Sunday, 26 July 2015

Hauraki Rail Trail – Waihi to Waikino

After our time in Auckland, we wanted to have a few days of biking before going home. The direction in which we would be heading (New Plymouth, Hawke’s Bay or Hauraki Rail Trail) was dependent on what the weather was doing. The forecast told us that our best chances would be towards Coromandel, so we headed to Paeroa, the town in the centre of the Hauraki Rail Trail.

This is one of the easiest and most popular biking trails in New Zealand, running on a former railway line, roughly north to south, from Thames to Paeroa (33 km) and from Paeroa to Te Aroha (21 km). From Paeroa, the most scenically spectacular part of the trail heads east to Waihi (25 km). 

So on Saturday 18 July, we left Auckland in torrential rain, with a few mini-tornadoes apparently causing a bit of havoc. When we got to Paeroa, it looked as if something nasty had ripped through there as well, as there was a lot of tree debris on the road. It was still raining.

The man at the information centre was very chatty and helpful, but he thought that the trail might be a bit soggy after the downpours the area had received in the last couple of days. However he suggested we might enjoy lunch at the Ohinemuri Estate winery, ten minutes up the road towards Waihi. As it happened we couldn’t get in to there, so we had a simpler, but still pleasant lunch at the Talisman Café.

The setting for the café was quite charming, with tracks and a little bridge, carvings and pottery in the grounds. Inside, John was delighted to find a friendly cat, which was very happy to be picked up and petted for a while. John has been missing our elderly cat Tim, who died last year.

The Talisman Café (photo by John)

Happiness is a friendly, purring cat to hold …

The Talisman’s garden

It had stopped raining during lunch and when we got to Waihi, it was almost fine. We found a motel to stay in for the next couple of nights, and unloaded the bikes for a ride to Waikino, 10 km away.

Despite the misgivings of the man at the information centre, the gravel track was in quite reasonable condition – give or take a few puddles. Except for a few short steep-ish up-and-downs to get to river level, the track is flat and runs alongside the Ohinemuri River.

The first of two bridges over the Ohinemuri River (photo by John)

The track is flat and skirts the Ohinemuri River (photo by John)

A few of the puddles were quite large. I took the careful way around the edge, but in one case, I lost momentum and stalled in the boggy edge, and got my feet wet! John advised that I should go through the middle of the puddles, as that is where the gravel is the highest, therefore the ground firmest, and the water shallowest. Smarty-pants! Later I developed a trick to not stall, nor get my feet wet: coming up to a puddle, I would rev up my throttle, and power through without pedalling, while sticking my feet out the sides. Yeehaa!

Very pleasant riverside biking (photo by John)

The only place where the track went through a cutting (photo by John)
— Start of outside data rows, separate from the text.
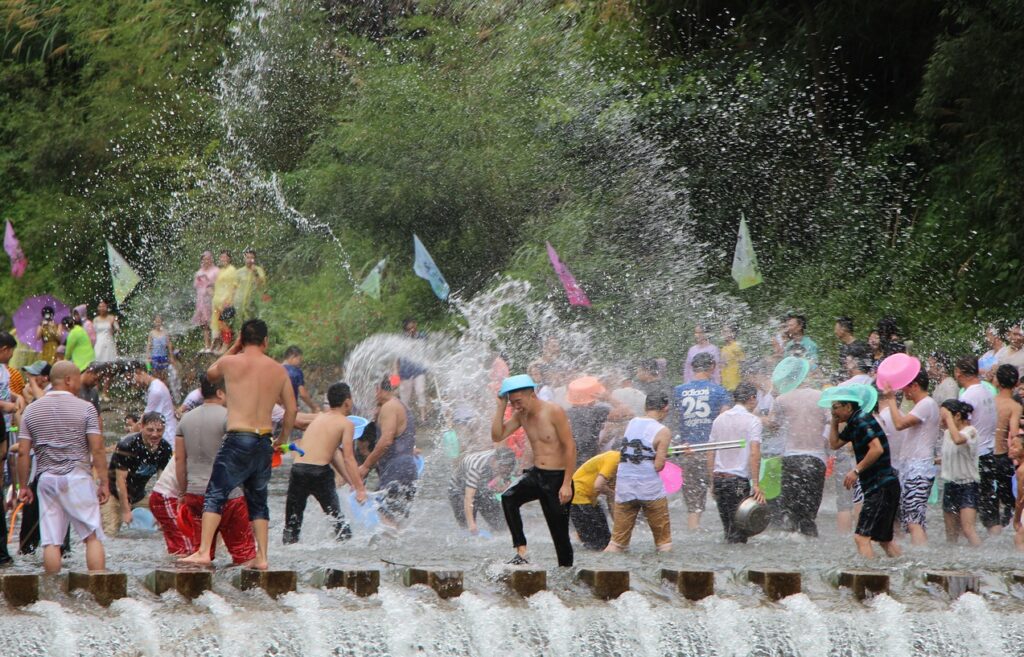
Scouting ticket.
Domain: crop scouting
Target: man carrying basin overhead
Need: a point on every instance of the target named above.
(853, 404)
(327, 443)
(735, 473)
(254, 383)
(550, 480)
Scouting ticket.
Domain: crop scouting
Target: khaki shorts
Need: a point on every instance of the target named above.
(625, 517)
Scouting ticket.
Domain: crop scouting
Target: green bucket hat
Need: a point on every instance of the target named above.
(790, 373)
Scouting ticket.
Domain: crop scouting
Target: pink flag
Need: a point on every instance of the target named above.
(13, 249)
(572, 290)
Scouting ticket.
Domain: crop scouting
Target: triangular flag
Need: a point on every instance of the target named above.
(572, 290)
(371, 286)
(122, 274)
(744, 261)
(425, 268)
(17, 260)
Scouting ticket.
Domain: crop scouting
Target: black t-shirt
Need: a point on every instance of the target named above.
(132, 454)
(586, 423)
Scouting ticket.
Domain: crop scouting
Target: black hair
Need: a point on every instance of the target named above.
(968, 365)
(922, 380)
(152, 417)
(744, 392)
(957, 407)
(702, 362)
(800, 318)
(656, 400)
(338, 394)
(1007, 376)
(254, 332)
(208, 388)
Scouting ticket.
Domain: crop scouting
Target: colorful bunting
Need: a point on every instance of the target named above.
(371, 286)
(123, 275)
(17, 260)
(572, 290)
(425, 268)
(744, 261)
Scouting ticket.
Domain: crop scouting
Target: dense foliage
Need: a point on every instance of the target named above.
(875, 148)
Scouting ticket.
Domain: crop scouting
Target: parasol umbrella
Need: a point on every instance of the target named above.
(30, 314)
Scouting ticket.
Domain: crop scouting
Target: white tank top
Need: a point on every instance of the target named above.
(637, 478)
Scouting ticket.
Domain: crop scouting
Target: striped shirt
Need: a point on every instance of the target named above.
(58, 426)
(473, 472)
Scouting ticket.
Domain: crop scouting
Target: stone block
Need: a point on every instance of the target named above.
(361, 582)
(189, 582)
(19, 588)
(606, 584)
(274, 582)
(446, 583)
(776, 583)
(953, 582)
(864, 582)
(691, 584)
(526, 582)
(104, 585)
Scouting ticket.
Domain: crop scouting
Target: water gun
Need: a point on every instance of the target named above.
(279, 451)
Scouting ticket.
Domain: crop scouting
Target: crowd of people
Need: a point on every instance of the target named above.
(589, 448)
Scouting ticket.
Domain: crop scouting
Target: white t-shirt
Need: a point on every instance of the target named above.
(922, 440)
(158, 399)
(735, 424)
(983, 418)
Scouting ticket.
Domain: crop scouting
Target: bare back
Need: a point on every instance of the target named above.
(543, 432)
(323, 437)
(253, 384)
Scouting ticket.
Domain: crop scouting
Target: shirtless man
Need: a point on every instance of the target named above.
(550, 480)
(253, 382)
(1008, 417)
(311, 474)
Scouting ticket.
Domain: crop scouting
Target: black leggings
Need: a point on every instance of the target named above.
(317, 481)
(542, 485)
(803, 483)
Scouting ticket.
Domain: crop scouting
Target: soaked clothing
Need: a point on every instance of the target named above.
(305, 480)
(244, 460)
(541, 485)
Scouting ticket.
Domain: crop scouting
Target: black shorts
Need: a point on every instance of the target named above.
(879, 513)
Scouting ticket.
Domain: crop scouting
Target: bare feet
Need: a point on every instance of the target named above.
(198, 559)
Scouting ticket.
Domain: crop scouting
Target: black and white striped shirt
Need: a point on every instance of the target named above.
(58, 426)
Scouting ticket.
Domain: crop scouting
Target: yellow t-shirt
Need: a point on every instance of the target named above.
(732, 354)
(605, 465)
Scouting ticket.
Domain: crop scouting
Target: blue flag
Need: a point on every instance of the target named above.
(425, 268)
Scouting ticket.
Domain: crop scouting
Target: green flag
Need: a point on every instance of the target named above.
(371, 286)
(122, 274)
(744, 261)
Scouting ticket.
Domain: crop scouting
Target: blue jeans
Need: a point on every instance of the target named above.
(244, 460)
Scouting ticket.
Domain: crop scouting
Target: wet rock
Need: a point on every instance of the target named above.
(864, 582)
(691, 584)
(104, 586)
(776, 583)
(606, 584)
(274, 582)
(446, 583)
(19, 588)
(361, 582)
(189, 582)
(953, 582)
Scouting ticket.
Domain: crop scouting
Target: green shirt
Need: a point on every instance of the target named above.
(79, 348)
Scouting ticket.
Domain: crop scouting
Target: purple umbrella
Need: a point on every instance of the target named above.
(30, 315)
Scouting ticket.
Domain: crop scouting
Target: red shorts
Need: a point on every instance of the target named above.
(235, 528)
(165, 510)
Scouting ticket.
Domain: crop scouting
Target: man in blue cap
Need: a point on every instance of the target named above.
(550, 480)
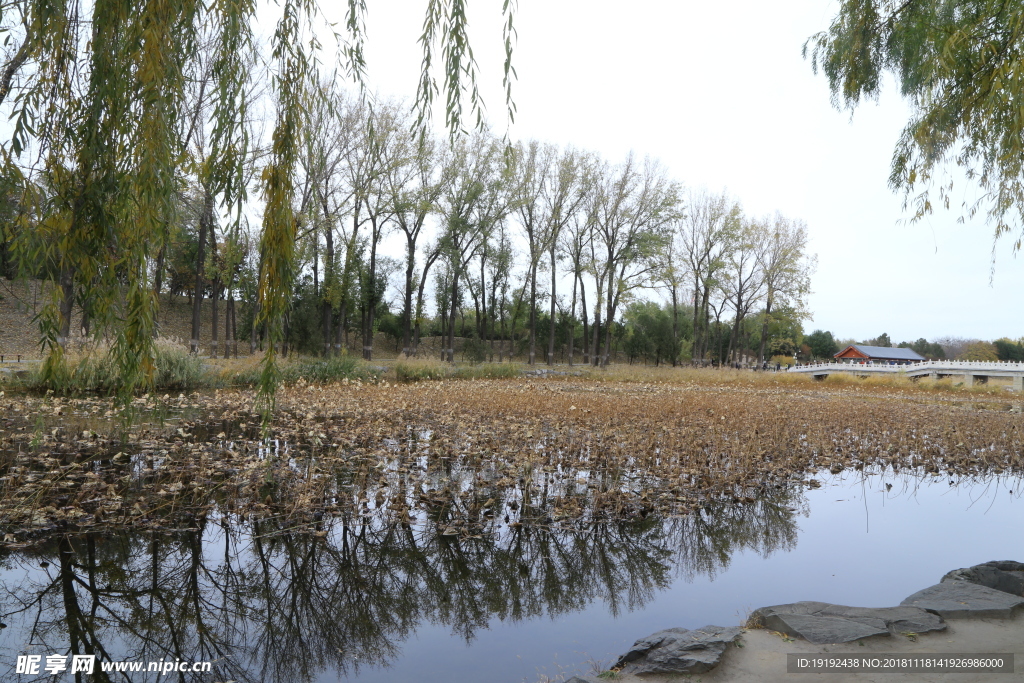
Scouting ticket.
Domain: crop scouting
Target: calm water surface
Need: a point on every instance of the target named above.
(366, 602)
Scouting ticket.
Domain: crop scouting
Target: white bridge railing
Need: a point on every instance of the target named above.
(951, 367)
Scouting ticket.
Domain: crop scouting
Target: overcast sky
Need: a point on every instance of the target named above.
(721, 94)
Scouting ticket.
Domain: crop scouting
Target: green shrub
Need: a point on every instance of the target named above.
(96, 372)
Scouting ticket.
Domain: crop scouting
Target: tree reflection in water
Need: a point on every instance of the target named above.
(275, 604)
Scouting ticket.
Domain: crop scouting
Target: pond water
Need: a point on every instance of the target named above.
(363, 601)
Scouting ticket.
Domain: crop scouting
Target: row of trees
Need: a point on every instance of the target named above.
(502, 237)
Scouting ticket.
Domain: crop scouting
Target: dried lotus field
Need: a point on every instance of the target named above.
(473, 457)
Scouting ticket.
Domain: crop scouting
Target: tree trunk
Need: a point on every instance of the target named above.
(455, 309)
(67, 305)
(586, 327)
(532, 315)
(158, 283)
(572, 322)
(764, 328)
(551, 341)
(407, 323)
(205, 223)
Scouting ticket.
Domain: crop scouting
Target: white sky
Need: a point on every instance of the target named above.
(721, 94)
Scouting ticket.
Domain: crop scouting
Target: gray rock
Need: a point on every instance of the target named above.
(1001, 575)
(822, 623)
(960, 599)
(678, 650)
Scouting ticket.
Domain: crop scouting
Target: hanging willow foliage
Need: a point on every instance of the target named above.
(98, 94)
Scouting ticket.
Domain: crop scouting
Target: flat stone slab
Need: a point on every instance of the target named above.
(1005, 575)
(962, 599)
(678, 650)
(821, 623)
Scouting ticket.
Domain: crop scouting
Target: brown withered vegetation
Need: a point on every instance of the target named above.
(564, 451)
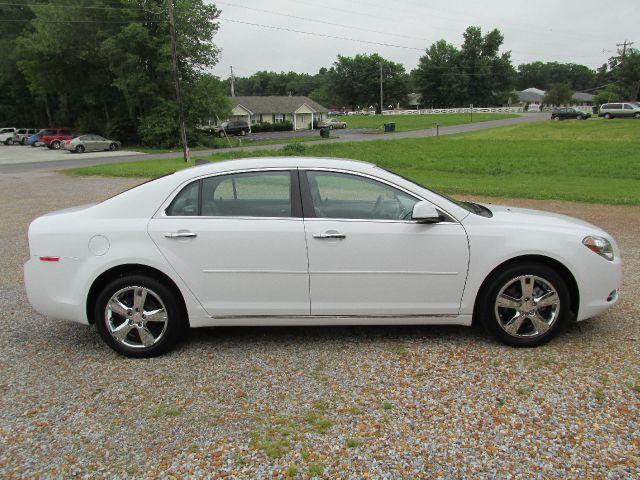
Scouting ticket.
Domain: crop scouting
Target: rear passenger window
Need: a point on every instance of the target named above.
(186, 202)
(259, 194)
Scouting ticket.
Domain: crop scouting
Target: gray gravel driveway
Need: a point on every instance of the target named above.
(352, 402)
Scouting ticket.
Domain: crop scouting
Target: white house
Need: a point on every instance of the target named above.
(273, 109)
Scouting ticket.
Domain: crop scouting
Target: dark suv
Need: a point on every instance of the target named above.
(53, 137)
(235, 127)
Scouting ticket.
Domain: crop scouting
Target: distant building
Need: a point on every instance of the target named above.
(300, 111)
(533, 98)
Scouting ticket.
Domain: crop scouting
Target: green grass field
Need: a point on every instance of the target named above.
(594, 161)
(405, 123)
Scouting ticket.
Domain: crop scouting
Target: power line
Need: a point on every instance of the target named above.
(336, 37)
(320, 21)
(82, 7)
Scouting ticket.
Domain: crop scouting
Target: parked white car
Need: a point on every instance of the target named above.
(311, 241)
(6, 135)
(332, 123)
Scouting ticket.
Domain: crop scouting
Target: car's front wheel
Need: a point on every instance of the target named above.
(524, 304)
(138, 316)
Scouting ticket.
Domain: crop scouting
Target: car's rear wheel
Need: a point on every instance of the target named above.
(138, 316)
(524, 304)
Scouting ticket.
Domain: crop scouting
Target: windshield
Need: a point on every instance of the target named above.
(470, 207)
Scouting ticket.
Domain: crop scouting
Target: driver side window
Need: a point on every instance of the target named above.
(341, 195)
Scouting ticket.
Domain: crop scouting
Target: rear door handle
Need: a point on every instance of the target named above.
(181, 234)
(330, 234)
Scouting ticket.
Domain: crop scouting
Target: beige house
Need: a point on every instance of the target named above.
(273, 109)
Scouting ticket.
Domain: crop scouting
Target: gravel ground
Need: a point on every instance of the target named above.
(351, 403)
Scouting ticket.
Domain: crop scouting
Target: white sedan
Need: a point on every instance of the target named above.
(311, 241)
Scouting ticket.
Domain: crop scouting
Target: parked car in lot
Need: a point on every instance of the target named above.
(235, 127)
(53, 137)
(90, 142)
(332, 123)
(312, 241)
(620, 110)
(6, 135)
(22, 134)
(35, 140)
(566, 113)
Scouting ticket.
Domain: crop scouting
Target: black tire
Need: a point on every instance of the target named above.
(173, 326)
(493, 317)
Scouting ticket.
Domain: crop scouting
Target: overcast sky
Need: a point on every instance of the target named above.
(576, 31)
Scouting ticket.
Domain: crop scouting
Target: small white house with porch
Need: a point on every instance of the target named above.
(300, 111)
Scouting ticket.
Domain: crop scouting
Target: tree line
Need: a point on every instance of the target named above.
(105, 66)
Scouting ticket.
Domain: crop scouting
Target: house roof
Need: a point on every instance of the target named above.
(276, 104)
(529, 96)
(587, 97)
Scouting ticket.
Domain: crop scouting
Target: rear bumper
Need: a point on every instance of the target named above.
(48, 295)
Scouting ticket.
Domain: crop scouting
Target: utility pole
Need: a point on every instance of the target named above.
(381, 88)
(233, 89)
(624, 48)
(176, 79)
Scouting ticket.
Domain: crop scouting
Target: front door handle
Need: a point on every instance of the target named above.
(329, 234)
(181, 234)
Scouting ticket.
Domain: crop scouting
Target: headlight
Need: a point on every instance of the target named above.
(599, 245)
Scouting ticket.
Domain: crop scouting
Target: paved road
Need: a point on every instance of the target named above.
(341, 136)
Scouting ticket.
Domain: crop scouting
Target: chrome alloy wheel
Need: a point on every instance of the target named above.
(136, 317)
(527, 306)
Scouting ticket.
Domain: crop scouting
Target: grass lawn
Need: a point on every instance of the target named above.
(233, 142)
(405, 123)
(594, 161)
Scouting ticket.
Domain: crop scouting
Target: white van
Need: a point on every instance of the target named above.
(622, 109)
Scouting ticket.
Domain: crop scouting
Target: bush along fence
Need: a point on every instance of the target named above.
(432, 111)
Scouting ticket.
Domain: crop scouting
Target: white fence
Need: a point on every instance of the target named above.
(435, 111)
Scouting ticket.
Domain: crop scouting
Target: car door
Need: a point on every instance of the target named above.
(367, 257)
(237, 240)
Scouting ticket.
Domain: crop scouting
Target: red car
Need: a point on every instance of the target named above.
(54, 137)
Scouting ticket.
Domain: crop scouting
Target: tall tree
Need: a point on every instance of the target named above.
(105, 66)
(356, 81)
(476, 73)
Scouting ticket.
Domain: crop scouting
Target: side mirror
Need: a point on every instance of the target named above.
(425, 212)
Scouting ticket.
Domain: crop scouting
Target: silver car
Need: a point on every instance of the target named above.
(90, 142)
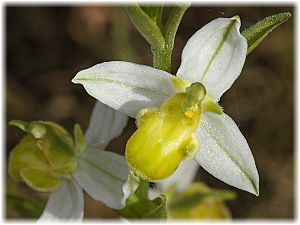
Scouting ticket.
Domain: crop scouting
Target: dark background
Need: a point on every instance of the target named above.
(46, 46)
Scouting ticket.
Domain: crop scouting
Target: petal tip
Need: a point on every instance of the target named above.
(237, 18)
(76, 79)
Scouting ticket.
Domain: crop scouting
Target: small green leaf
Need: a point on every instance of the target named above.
(24, 126)
(26, 208)
(194, 95)
(139, 206)
(259, 31)
(146, 26)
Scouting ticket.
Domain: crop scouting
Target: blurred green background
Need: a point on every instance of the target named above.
(46, 46)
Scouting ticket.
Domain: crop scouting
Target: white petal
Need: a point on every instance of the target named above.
(214, 56)
(102, 175)
(66, 203)
(224, 152)
(105, 124)
(126, 87)
(183, 176)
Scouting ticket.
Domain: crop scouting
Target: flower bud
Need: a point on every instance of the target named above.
(43, 157)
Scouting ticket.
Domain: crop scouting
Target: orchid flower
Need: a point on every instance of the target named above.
(102, 174)
(211, 61)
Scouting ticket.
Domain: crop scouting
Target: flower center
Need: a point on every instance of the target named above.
(165, 137)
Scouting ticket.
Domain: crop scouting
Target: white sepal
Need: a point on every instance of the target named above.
(224, 152)
(64, 204)
(102, 175)
(105, 124)
(214, 56)
(126, 87)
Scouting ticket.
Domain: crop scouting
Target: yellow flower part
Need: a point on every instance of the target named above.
(165, 137)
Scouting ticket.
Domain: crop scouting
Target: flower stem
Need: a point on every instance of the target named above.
(148, 22)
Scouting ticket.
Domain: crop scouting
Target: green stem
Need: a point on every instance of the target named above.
(162, 58)
(148, 21)
(146, 26)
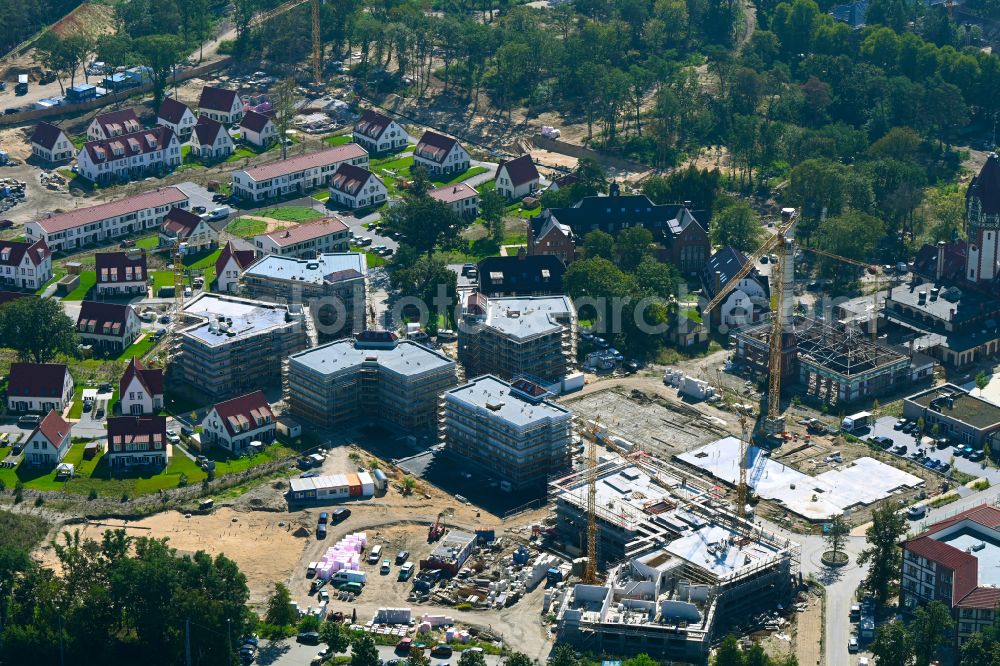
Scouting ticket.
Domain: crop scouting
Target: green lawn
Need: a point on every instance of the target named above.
(87, 281)
(291, 214)
(139, 348)
(246, 228)
(338, 140)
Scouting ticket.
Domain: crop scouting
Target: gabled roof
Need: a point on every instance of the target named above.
(242, 413)
(255, 122)
(348, 151)
(521, 170)
(207, 130)
(434, 146)
(137, 429)
(453, 193)
(986, 186)
(243, 258)
(163, 196)
(522, 275)
(53, 427)
(180, 221)
(349, 179)
(304, 232)
(46, 135)
(171, 110)
(12, 252)
(97, 318)
(117, 264)
(150, 378)
(118, 122)
(128, 145)
(372, 124)
(217, 99)
(36, 380)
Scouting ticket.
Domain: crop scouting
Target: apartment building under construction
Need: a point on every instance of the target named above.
(533, 337)
(683, 569)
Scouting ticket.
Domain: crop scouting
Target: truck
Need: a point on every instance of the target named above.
(855, 422)
(345, 576)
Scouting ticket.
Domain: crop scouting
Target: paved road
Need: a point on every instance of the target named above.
(290, 653)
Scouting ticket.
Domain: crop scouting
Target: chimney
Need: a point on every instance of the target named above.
(939, 266)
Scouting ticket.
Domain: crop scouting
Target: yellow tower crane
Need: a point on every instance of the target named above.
(781, 282)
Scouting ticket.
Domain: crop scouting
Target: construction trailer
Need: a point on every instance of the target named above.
(686, 568)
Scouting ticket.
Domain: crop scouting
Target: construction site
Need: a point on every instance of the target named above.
(684, 568)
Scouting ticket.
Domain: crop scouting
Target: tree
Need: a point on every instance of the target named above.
(333, 634)
(882, 554)
(37, 329)
(426, 223)
(836, 533)
(363, 651)
(284, 112)
(471, 658)
(161, 53)
(279, 607)
(892, 645)
(930, 630)
(599, 244)
(491, 208)
(632, 245)
(738, 226)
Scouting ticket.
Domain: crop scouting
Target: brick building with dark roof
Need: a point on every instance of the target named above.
(235, 423)
(138, 441)
(954, 561)
(39, 387)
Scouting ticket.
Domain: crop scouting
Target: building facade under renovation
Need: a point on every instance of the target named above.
(834, 364)
(686, 572)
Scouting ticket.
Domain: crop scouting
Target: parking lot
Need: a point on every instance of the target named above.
(885, 427)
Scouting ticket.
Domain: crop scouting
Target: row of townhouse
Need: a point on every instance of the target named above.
(105, 222)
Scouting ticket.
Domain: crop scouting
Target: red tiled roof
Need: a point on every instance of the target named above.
(150, 378)
(255, 122)
(46, 135)
(118, 122)
(180, 221)
(207, 130)
(434, 146)
(137, 429)
(12, 252)
(348, 151)
(936, 551)
(304, 232)
(129, 145)
(243, 257)
(114, 267)
(372, 124)
(54, 428)
(980, 597)
(163, 196)
(520, 170)
(36, 380)
(240, 414)
(349, 178)
(453, 193)
(97, 318)
(171, 110)
(217, 99)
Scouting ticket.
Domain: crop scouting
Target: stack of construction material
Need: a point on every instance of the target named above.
(345, 554)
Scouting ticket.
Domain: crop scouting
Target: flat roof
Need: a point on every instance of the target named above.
(406, 358)
(248, 318)
(329, 268)
(489, 392)
(973, 410)
(526, 317)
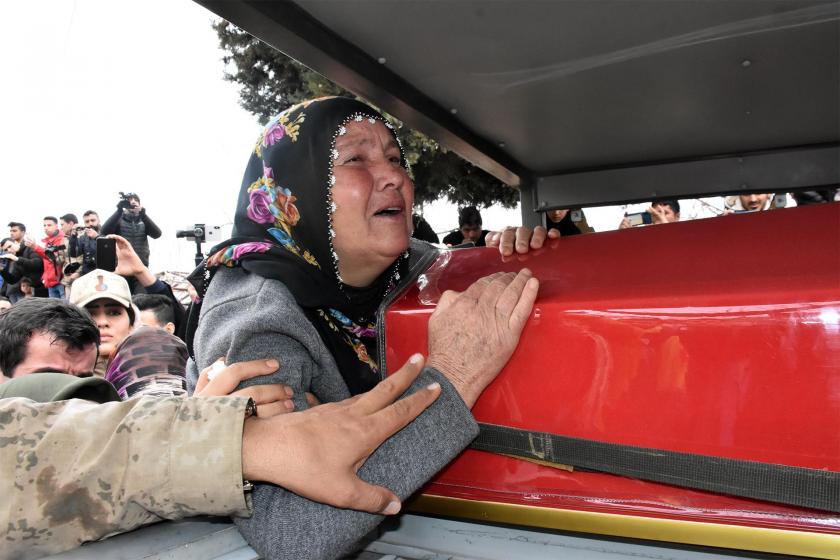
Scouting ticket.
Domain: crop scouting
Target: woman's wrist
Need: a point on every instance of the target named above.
(467, 390)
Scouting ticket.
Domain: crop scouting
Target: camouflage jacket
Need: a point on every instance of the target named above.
(76, 471)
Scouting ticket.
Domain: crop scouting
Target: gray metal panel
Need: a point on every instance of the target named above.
(527, 88)
(770, 172)
(207, 538)
(574, 84)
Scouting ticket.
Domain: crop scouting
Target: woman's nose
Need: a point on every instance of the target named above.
(389, 175)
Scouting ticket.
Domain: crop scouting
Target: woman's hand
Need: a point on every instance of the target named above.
(472, 334)
(520, 239)
(219, 380)
(317, 453)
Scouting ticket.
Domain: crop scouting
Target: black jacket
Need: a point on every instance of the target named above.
(30, 265)
(85, 247)
(135, 228)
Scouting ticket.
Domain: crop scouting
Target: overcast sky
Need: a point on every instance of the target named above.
(102, 96)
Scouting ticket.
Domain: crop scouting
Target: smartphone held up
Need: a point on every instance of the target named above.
(106, 254)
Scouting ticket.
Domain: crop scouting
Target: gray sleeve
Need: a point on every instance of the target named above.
(265, 323)
(284, 525)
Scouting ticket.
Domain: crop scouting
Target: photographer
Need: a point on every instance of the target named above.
(660, 211)
(16, 263)
(52, 253)
(131, 222)
(82, 244)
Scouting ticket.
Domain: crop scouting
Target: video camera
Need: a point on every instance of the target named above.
(125, 201)
(200, 233)
(51, 249)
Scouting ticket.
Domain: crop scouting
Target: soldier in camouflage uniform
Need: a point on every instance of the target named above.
(77, 471)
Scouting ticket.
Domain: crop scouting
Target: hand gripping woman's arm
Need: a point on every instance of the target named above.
(247, 317)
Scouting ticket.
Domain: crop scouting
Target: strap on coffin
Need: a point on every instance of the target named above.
(797, 486)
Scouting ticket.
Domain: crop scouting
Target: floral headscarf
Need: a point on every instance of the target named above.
(283, 231)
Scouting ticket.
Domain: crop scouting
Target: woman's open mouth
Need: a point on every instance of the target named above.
(389, 212)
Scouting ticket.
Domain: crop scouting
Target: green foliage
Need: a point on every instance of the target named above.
(270, 82)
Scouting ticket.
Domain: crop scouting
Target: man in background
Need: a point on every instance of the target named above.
(16, 263)
(72, 263)
(469, 229)
(41, 334)
(51, 250)
(82, 244)
(131, 222)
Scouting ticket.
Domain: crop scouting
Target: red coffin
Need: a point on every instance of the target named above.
(717, 337)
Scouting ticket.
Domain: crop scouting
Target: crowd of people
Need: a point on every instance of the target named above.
(284, 320)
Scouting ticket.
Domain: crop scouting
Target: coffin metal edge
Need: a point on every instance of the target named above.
(739, 537)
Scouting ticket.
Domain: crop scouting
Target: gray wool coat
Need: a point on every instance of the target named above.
(246, 317)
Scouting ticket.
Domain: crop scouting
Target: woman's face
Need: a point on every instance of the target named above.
(373, 196)
(113, 322)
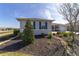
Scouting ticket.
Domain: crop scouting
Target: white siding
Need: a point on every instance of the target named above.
(37, 31)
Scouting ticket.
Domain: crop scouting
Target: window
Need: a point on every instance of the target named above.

The light was very changeable, giving rise to this dramatic shot
(photo by John)

After 10 km, we arrived at the second bridge. Once on the other side, we went through a subway under the road to get to the historic Waikino Railway Station.

The bridge to the Waikino train station (photo by John)

It was 4 pm by now and the station and its café were deserted. A timetable board told us that in the winter time, the train would run on weekends and in the school holidays. Well, it was still the school holidays (just one more day) and tomorrow was Sunday, so we decided that next morning, we would take the train from Waihi to Waikino, before riding the next section of the trail, through the Karangahake Gorge to Paeroa.

The historic train station at Waikino was deserted (photo by John)

On the way back to Waihi – one last photo of the river, which was running quite high (photo by John)

In the evening we took a drive into Waihi, towards the far end of town. The lampposts in the median strip looked quite dramatic, all lit up in red. We followed a suggestion from the motel owner and had dinner at the local RSA (Returned Services Association), which was open to non-members. It was an interesting experience. The surroundings were very plain, as was the food, but it was very good value. And at least the sound of the sports TV, which was playing endless highlights from the previous night’s rugby match of the All Blacks vs the Argentinian Pumas, was turned down to an acceptable level.

Dramatic lighting on the median strip in Waihi’s main road (photo by John)

Pavlova and sticky date pudding at the RSA – it couldn’t get more Kiwi than that!